Spanish economic profile remains fragile. The second graph shows a rupture since 2008 and the difference with the pre-crisis trend is impressive. The third quarter figure just implies GDP stabilization at a low-level but it’s an important first step.
The details published by the Bank of Spain shows that domestic demand continues to contract even though it is now a smaller pace than in 2012. Throughout 2012, on average, internal demand dropped by -4.1 %. The decline in the third quarter was -1.2 % (annualized) as in the previous three months.
The acceleration comes from outside. External trade has had a long and positive contribution to GDP growth, reflecting a rapid acceleration of Spanish exports.
The third graph is a comparison of exports in major countries of the Euro zone. It shows nominal exports based at 100 in the first half of 2008. In August 2013 Spanish exports, since this period, have increased by nearly 25%, it’s nearly 10 % in Germany, while those of France and Italy increased respectively by 1.2 % and 2.8 %.
The acceleration of Spanish exports is significant since 2012 and reflects a renewed trade momentum with Latin America while the weight of trade with the Eurozone dropped dramatically. The fourth graph shows the recent acceleration to South America. The increase since 2008 is 90 %.

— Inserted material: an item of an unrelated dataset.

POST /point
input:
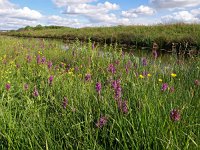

However, the weight of exports to this region is limited (6.3 % of Spanish exports in 2013), but it is compensated by the recent rapid growth. In contrast to those Eurozone which represent only 48 % in 2013 against nearly 56 % in 2008. Spain seeks impulses outside of the Euro zone.
In other words, the internal market must continue to adjust as it is still suffering direct and indirect effects of the 2007 collapse in real estate. To find a more rugged profile, Spain has to improve its capacity to benefit from external impulses. This is the strategy, Spain, is currently implementing.
For this it seeks to improve its price competitiveness trying to reduce Unit Labor Costs. This is what we see in the last graph. I included the ULC adjusted for inflation and we see the rapid speed of the Spanish adjustment. This contrasts with France and Italy, whose export performance does not compare.
The clear objective is to capture the external impulses, turning them in production and employment in order to gradually restore consistency to domestic demand. These elements must be relayed by a rapid recovery of productive investment to improve the medium-term outlook. The Spanish bet now has a more beautiful look. Moreover the labor market is beginning to have more promising prospects and this is what is, at the end, really important.